The members of Hot Club Of Cowtown a clever allusion to both their Western influences and the Hot Club of France where jazz innovators Django Reinhardt and Stephane Grappelli played during the 30s traveled divergent musical paths before coming together.

Fremerman, 30, has been playing violin since she was five years old. Growing up in Prairie Village, Kansas, her parent's divorce exposed her to two distinct cultures her father's country house where she could ride horses and her professional violinist mother's home where classical music was always playing.

Speaking via cellphone while doing band business at home in Austin, Fremerman recalls, "Looking back on it as an adult, I find that was doing a reconciliation of those two exact halves of my upbringing through music."

That said, although the fiddle-phenom studied music in New York and India, these days Fremerman plays classical music only occasionally, allowing the Western half to become her dominant musical characteristic.

Eventually Fremerman's travels took her to Colorado where she worked as a horse wrangler on a high-toned dude ranch by day and played fiddle with the boss' house band Cowboy Ken and the Ranch Hand Band by night.

An internship with Harper's Magazine necessitated a move to New York.
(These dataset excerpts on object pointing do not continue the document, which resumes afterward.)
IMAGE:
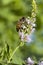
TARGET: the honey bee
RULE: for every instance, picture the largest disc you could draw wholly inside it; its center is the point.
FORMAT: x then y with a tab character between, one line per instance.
19	23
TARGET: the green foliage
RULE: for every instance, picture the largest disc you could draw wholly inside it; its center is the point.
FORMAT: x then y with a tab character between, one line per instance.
10	12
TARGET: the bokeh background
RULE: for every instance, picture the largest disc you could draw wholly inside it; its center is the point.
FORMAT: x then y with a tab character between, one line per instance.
10	12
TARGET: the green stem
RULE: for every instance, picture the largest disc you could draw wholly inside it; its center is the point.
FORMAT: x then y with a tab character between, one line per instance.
13	53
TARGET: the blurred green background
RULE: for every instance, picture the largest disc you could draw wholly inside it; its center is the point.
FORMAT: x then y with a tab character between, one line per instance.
10	12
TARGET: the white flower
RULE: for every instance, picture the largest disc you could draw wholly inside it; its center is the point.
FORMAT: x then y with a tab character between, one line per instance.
30	61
It's there she placed an ad in the Village Voice and met Whit Smith who was starting up the 11-piece Western Caravan, a Bob Willis styled aggregation which continues to play weekly at New York's Rodeo Bar.
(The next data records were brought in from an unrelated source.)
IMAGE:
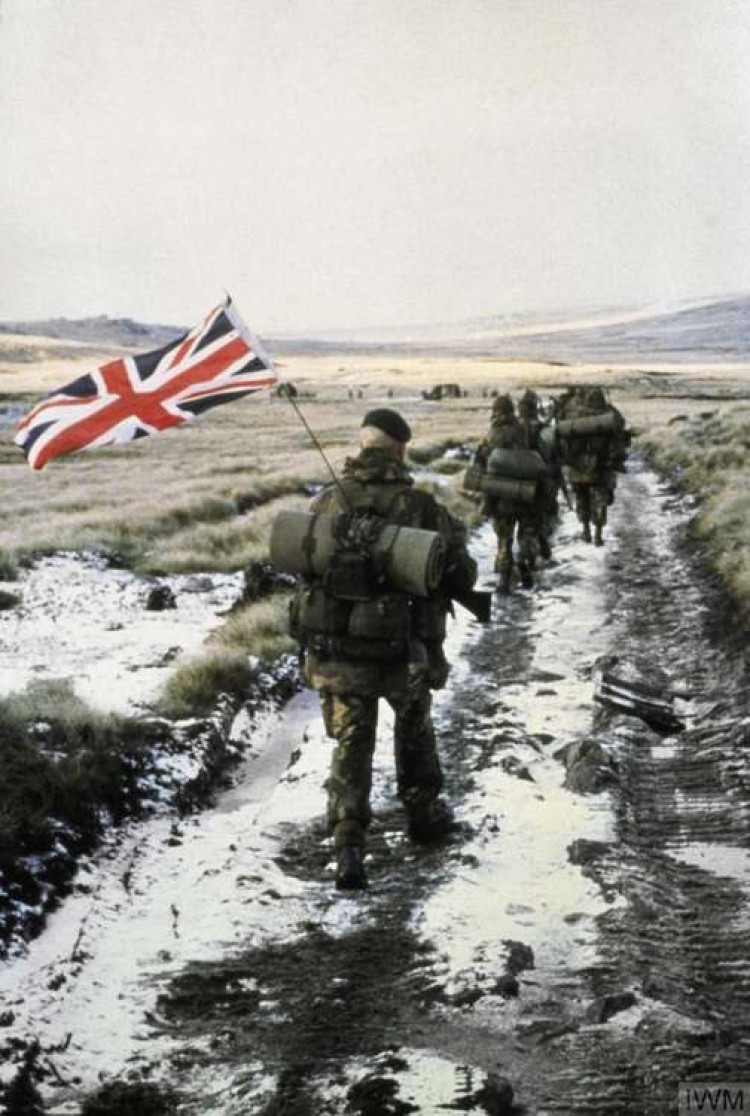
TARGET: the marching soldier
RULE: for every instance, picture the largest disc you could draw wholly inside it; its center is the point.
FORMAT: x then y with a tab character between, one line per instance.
394	652
507	515
545	507
593	459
Determined to make a living playing music, Fremerman left the Caravan and moved back to Colorado to play violin for Harold Dean and the Last Ride, a Top-40 country outfit with a few bad habits.

"That was the first time I went on tour," she laughs, "It was exciting, but everybody chain-smoked, and two or three of the guys in the band were alcoholics. What was great about that job was that I got to take all the solos and was forced to step up to the plate."
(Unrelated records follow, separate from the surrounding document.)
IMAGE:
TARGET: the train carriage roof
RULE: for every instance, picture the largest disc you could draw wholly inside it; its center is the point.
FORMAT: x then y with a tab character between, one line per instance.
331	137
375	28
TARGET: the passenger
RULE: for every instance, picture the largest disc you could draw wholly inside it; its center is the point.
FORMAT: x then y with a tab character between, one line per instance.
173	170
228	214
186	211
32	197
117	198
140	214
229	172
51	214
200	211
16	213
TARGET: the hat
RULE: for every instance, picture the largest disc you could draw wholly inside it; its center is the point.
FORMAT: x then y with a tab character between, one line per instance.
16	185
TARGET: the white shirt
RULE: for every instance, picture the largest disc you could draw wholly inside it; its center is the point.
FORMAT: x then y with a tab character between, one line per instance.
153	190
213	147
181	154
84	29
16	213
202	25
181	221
Although Whit Smith, 38, has been playing guitar since was a "real little kid," it took him quite a while to settle on a musical style. Throughout the 70s and 80s, the glib Connecticut native played in a series of soon-to-be-forgotten New York area rock bands la The Thieves of Eden and Pavlov's Dogs. After an ill-advised attempt at becoming a rock star in Japan, Smith moved to Boston for a brief stint with punk rock's The Blackjacks, before plunging into a series of small time musical projects.

Smith's landed some recording gigs with punk-poet icons Lenny Kaye and Patti Smith, but it was a day job at New York Tower Records store that changed his life.

"I was working on the jazz floor upstairs, that's where they kept the country records," recalls Smith from his motel room in Salt Lake City. "The person who ran the country section took a vacation so they put me in charge. As it turned out, Marshall Crenshaw's compilation 'Thank God It's Hillbilly Music' had just come out, and we were playing it all the time."

Intrigued, Smith picked the brain of a record company rep about Old Time music and was promptly gifted with copies of "Bob Wills' Tiffany Transcriptions, Volume One," "Speedy West Steel Guitar" and "Hank Williams' 40 Greatest." Enthralled, the drifting musician found his musical anchor in "all those country guys who made those jazzy little instrumental records" and started his first Western Swing band, the Dixie Riddle Cups, quickly followed by the aforementioned Western Caravan (the name "borrowed" from Tex Williams).

A big band with extra fiddles, steel guitars and coronet arrangements satisfied one aspect of Smith's musical visions, but didn't fulfill his long-range goal of actually earning a living playing music. Towards that end, he sought out Fremerman, who had departed Western Caravan six months earlier.